Can we revisit the thought of PostgreSQL 7.2.4? 
Author Message
 Can we revisit the thought of PostgreSQL 7.2.4?

Hi everyone,

Over the last few days we've had patches submitted for 7.2.3 that
address a couple of things, both the WAL Recovery Bug that Tom has
developed a patch for, and a couple of buffer overflows that have been
widely reported.

Although we haven't wanted to release a 7.2.4, and have instead
encouraged people to upgrade to 7.3.x, there are places out there who's
applications aren't compatible with 7.3.x and would also need to upgrade
them as well.

It might be a really good idea if we re-visit the thought of 7.2.4 and
have something that people running the 7.2.x series can use safely until
they are able to move to 7.3.x or above.

What would it take, and apart from patches for the buffer overflows and
the WAL recovery bug, should anything else be included to ensure safety
and stability?

:-)

Regards and best wishes,

Justin Clift

--
"My grandfather once told me that there are two kinds of people: those
who work and those who take the credit. He told me to try to be in the
first group; there was less competition there."
- Indira Gandhi

---------------------------(end of broadcast)---------------------------
TIP 6: Have you searched our list archives?

http://www.***.com/



Tue, 05 Jul 2005 11:51:31 GMT
 Can we revisit the thought of PostgreSQL 7.2.4?


Quote:
> Although we haven't wanted to release a 7.2.4, and have instead
> encouraged people to upgrade to 7.3.x, there are places out there who's
> applications aren't compatible with 7.3.x and would also need to upgrade
> them as well.

Incidentally, has anyone else noticed the security update onslaught from Red
Hat for older PostgreSQL versions?  They even backported the fixes to 6.5.3
from Red Hat 6.2 (as well as for 7.0 and 7.1 as released in the respective
Red Hat Linux versions).  Should I forward that notice here?
--
Lamar Owen
WGCR Internet Radio
1 Peter 4:11

---------------------------(end of broadcast)---------------------------
TIP 4: Don't 'kill -9' the postmaster



Wed, 06 Jul 2005 12:48:47 GMT
 Can we revisit the thought of PostgreSQL 7.2.4?

Quote:

> Incidentally, has anyone else noticed the security update onslaught from Red
> Hat for older PostgreSQL versions?  They even backported the fixes to 6.5.3
> from Red Hat 6.2 (as well as for 7.0 and 7.1 as released in the respective
> Red Hat Linux versions).  Should I forward that notice here?

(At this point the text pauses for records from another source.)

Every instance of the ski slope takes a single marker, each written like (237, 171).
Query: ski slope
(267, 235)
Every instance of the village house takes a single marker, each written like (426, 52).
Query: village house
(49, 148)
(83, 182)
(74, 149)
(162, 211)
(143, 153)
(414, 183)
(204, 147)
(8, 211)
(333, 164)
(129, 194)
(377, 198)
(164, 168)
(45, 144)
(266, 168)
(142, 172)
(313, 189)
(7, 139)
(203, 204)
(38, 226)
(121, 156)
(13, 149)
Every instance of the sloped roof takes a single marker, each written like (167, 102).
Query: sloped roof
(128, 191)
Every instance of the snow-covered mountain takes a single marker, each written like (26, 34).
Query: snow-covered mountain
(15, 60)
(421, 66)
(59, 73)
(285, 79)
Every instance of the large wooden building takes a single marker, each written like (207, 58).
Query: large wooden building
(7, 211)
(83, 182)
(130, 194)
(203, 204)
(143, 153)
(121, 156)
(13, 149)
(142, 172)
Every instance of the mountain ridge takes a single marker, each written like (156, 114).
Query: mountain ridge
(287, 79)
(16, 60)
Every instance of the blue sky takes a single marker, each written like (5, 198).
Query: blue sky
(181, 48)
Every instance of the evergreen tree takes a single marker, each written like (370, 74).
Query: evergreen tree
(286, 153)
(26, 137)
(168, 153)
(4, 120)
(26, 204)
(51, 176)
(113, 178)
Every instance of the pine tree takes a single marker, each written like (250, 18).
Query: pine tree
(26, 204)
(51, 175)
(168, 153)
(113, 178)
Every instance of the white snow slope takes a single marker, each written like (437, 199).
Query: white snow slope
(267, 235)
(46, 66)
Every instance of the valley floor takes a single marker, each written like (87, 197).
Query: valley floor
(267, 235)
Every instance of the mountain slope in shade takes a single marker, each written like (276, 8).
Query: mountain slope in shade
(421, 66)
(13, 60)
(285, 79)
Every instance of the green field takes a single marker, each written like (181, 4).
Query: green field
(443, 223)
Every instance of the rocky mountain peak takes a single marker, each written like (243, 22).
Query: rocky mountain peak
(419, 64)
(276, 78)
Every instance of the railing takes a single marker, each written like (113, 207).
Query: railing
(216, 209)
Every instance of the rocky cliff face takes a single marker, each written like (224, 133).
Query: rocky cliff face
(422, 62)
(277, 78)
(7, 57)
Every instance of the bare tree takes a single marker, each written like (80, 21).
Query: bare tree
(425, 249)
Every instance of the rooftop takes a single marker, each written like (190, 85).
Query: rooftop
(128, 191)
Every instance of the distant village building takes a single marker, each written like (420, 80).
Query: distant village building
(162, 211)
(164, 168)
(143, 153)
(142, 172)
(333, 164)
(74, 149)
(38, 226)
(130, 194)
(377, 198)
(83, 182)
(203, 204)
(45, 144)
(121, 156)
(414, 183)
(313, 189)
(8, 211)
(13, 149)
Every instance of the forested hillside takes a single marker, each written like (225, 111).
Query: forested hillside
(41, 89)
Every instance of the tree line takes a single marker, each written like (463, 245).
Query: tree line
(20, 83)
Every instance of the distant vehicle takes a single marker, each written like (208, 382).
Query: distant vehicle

Some of the guys in Toronto got e{*filter*}d about it, but I can't see a lot
of value there myself.  If you're still running 6.5.3, is it likely you
notice updates from anywhere?

Red Hat 6.2 is still nominally supported (until March 31, it says here)
so I suppose there's a corporate compulsion to back-patch anything
that's labeled a security issue.  But let's get real ... PG 6.anything
is stone-age code now.

                        regards, tom lane
                        Red Hat Database project

PS: I'm not taking a position on Justin's suggestion that there should
be a 7.2.4.  Marc and Bruce would be the ones who have to do the work,
so they get to make the decision...

---------------------------(end of broadcast)---------------------------
TIP 2: you can get off all lists at once with the unregister command



Wed, 06 Jul 2005 13:09:07 GMT
 Can we revisit the thought of PostgreSQL 7.2.4?

Quote:

> Red Hat 6.2 is still nominally supported (until March 31, it says here)
> so I suppose there's a corporate compulsion to back-patch anything
> that's labeled a security issue.  But let's get real ... PG 6.anything
> is stone-age code now.

>                    regards, tom lane
>                    Red Hat Database project

> PS: I'm not taking a position on Justin's suggestion that there should
> be a 7.2.4.  Marc and Bruce would be the ones who have to do the work,
> so they get to make the decision...

Who, us?  Well, there is the confusion factor of releasing a patch to a
superceeded major version.  Wrapping it up and putting it out really
isn't a big deal.  Marc?

--
  Bruce Momjian                        |  http://candle.pha.pa.us

  +  If your life is a hard drive,     |  13 Roberts Road
  +  Christ can be your backup.        |  Newtown Square, Pennsylvania 19073

---------------------------(end of broadcast)---------------------------
TIP 3: if posting/reading through Usenet, please send an appropriate

message can get through to the mailing list cleanly



Wed, 06 Jul 2005 13:16:21 GMT
 Can we revisit the thought of PostgreSQL 7.2.4?

Quote:

> > Incidentally, has anyone else noticed the security update onslaught from
> > Red Hat for older PostgreSQL versions?  They even backported the fixes to
> > 6.5.3 from Red Hat 6.2 (as well as for 7.0 and 7.1 as released in the
> > respective Red Hat Linux versions).  Should I forward that notice here?
> Some of the guys in Toronto got e{*filter*}d about it, but I can't see a lot
> of value there myself.  If you're still running 6.5.3, is it likely you
> notice updates from anywhere?

Why not?  Upgrading to another major version of most things isn't supported by
Red Hat within a particular version.  KDE is a prime example.  GNOME is
another.  XFree86 is another.  BIND is yet another, although BIND8 upgrades
are available for the systems that shipped with BIND4.  RPM itself is one of
the few exceptions.  Going to 7.3 from 6.5 is not an update.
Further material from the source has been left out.